Le monde d'après : Apple, le marché est blasé

Apple a livré un trimestre exceptionnel... sans déclencher l'euphorie de Wall Street. Le marché semble blasé : “Un trimestre exceptionnel. Comme d'habitude !”. L'action cède en ce moment 1%. Le groupe de Cupertino a pourtant dévoilé le meilleur trimestre de son histoire, avec 144 milliards de dollars de chiffre d'affaires, en hausse de 16% sur un an, porté par un iPhone 17 qui se vend à un rythme record. Les revenus du célèbre smartphone bondissent de 23%, la marge brute grimpe à plus de 48% et le bénéfice par action atteint un sommet historique. Les prévisions pour le trimestre en cours sont tout aussi solides, nettement au-dessus des attentes du marché.

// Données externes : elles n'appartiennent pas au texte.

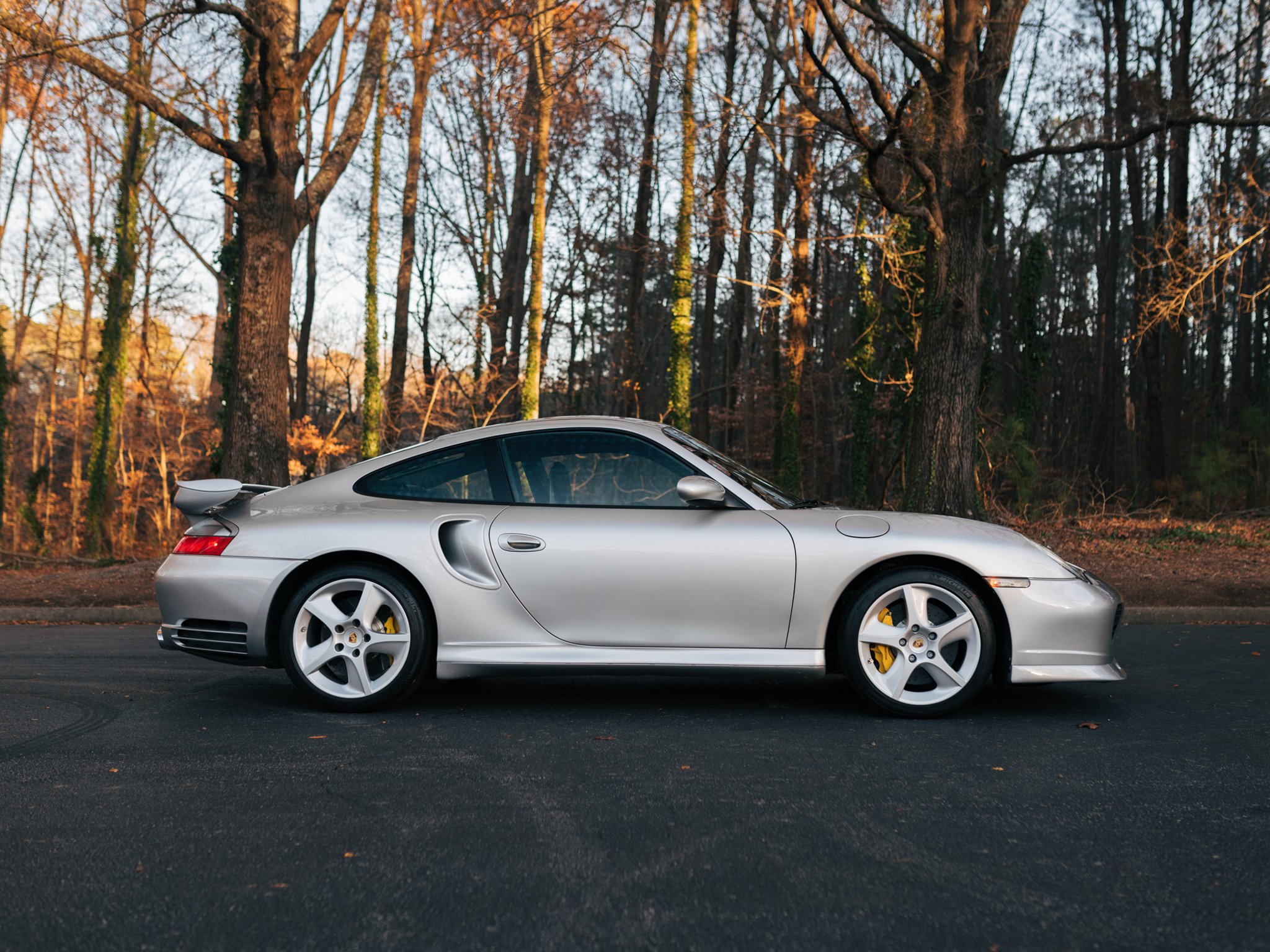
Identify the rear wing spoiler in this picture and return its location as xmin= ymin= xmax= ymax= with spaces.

Sur le papier, la copie est quasi parfaite. Pourtant, la réaction boursière est restée étonnamment tiède. L'action Apple n'a progressé que marginalement après la clôture d'hier soir, signe que les investisseurs regardent désormais au-delà des chiffres. Le point de friction porte sur la pénurie de puces mémoires (voir lexique), dont les prix flambent sous l'effet de la demande liée à l'IA et aux data centers. Apple reconnaît des tensions sur les composants les plus avancés et anticipe un impact plus marqué sur les marges dans les semaines à venir, sans donner de visibilité précise pour le reste de l'année.

Ce flou suffit à refroidir un marché devenu hypersensible au moindre faux pas. En toile de fond, une autre attente reste insatisfaite : la stratégie d'Apple dans l'intelligence artificielle. Tim Cook a réaffirmé l'arrivée d'une nouvelle génération du l'assistant IA Siri et évoqué des partenariats, mais sans livrer de calendrier clair ni de vision bien définie. Résultat, un paradoxe s'installe, les consommateurs plébiscitent les produits, tandis que les investisseurs restent sur leur faim. Dans un marché obsédé par l'IA, Apple continue de briller par ses résultats... mais devra encore convaincre qu'elle peut devenir un moteur crédible dans le secteur de l'intelligence artificielle.

Le lexique : Les puces mémoires

Les puces mémoires sont de petits composants électroniques présents dans de nombreux appareils, comme les smartphones, les ordinateurs ou les clés USB, dont le rôle est de stocker des informations. Elles servent à conserver des données comme des photos, des applications, des documents ou encore des instructions nécessaires au fonctionnement des appareils.